Her election was part of a move that started at the state level as Republican leadership shifts from the John Kasich contingent to that of President Trump. Former state chair Matt Borges was replaced by Jane Timken just two weeks before President Trump was sworn in in 2017.

"I think a lot of the Republicans that supported John Kasich then are supporting President Trump now also there's been a lot of new voices added to the table, there's a lot of interest in President Trump," Stickan said. "You see a lot of different union members different people who are still Democrat but support the president."
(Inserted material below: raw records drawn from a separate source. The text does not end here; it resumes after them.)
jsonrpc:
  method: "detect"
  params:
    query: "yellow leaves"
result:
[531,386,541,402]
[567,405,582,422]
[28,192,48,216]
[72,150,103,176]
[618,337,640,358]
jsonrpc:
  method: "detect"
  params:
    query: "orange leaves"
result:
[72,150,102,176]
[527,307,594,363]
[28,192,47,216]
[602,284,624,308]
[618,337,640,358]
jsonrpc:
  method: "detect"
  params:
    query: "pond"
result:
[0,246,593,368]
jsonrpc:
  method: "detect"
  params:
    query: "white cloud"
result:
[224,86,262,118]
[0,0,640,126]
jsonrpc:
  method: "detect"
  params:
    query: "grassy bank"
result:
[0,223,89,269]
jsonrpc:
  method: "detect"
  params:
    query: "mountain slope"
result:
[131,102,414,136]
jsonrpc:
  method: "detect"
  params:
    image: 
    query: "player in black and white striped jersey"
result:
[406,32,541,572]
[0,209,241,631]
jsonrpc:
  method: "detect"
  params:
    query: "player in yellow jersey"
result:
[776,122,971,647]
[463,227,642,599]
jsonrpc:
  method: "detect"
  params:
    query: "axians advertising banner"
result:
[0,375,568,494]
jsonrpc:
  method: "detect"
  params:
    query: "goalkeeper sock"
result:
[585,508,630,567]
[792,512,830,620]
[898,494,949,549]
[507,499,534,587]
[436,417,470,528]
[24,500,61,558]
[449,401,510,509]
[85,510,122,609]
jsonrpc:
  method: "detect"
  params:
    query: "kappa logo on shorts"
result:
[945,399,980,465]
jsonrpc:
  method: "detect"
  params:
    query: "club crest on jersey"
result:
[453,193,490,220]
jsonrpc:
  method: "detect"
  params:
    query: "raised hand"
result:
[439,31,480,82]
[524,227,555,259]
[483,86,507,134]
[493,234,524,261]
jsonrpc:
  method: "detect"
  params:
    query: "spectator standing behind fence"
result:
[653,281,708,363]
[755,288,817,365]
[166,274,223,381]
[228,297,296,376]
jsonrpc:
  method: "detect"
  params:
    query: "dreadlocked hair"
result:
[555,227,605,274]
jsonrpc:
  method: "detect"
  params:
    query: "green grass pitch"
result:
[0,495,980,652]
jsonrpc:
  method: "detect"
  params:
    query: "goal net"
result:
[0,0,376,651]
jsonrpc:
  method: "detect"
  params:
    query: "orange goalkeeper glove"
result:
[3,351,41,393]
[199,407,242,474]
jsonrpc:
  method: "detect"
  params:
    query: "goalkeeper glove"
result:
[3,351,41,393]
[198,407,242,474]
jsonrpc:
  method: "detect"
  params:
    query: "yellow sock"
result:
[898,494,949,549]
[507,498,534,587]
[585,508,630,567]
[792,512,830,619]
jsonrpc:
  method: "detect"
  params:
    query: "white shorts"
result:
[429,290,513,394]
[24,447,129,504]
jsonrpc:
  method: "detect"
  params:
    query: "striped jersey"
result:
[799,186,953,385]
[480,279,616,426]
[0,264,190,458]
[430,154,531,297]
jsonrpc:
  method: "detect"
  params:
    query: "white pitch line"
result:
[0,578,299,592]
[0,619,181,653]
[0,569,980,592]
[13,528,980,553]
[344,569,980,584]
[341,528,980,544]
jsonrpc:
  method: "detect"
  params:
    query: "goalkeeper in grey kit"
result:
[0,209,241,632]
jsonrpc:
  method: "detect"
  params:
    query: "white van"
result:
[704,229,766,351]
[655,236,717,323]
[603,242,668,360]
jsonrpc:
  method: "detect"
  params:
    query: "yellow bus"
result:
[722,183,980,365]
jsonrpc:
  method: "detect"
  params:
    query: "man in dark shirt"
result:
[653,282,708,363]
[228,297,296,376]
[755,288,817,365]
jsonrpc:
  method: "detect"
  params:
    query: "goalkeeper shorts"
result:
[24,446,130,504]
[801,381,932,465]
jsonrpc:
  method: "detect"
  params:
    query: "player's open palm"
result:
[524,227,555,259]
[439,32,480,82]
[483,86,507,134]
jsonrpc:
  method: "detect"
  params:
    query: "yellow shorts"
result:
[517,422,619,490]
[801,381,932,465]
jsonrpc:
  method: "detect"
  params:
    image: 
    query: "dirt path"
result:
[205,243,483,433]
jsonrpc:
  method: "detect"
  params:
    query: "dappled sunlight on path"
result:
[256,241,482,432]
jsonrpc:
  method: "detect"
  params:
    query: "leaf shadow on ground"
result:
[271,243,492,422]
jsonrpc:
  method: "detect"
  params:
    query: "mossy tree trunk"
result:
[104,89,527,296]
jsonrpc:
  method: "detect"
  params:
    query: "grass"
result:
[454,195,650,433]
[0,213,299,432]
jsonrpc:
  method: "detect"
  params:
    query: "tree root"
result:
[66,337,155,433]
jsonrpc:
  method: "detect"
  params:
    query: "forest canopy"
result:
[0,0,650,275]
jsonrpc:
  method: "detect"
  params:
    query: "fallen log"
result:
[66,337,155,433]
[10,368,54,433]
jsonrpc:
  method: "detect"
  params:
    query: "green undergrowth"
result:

While a recent ABC News/Washington Post Poll had President Trump trailing Joe Biden by 12 points the gap among women was 16. You wouldn't know that though to look at GOP leadership where the chairs of the Cuyahoga County, Ohio and National Republican Parties are all women.

"I think in terms of the message," Stickan said. "I think female voters care about a lot of the same issues as any voter I think they care about a strong economy, families, educational opportunities, safe communities I think these are all things that do touch upon that voting group and also voters in general.

"I just think that's what the president is doing this week with this convention is making sure he brings that case to the voters including women voters and they can really see his accomplishments," she said.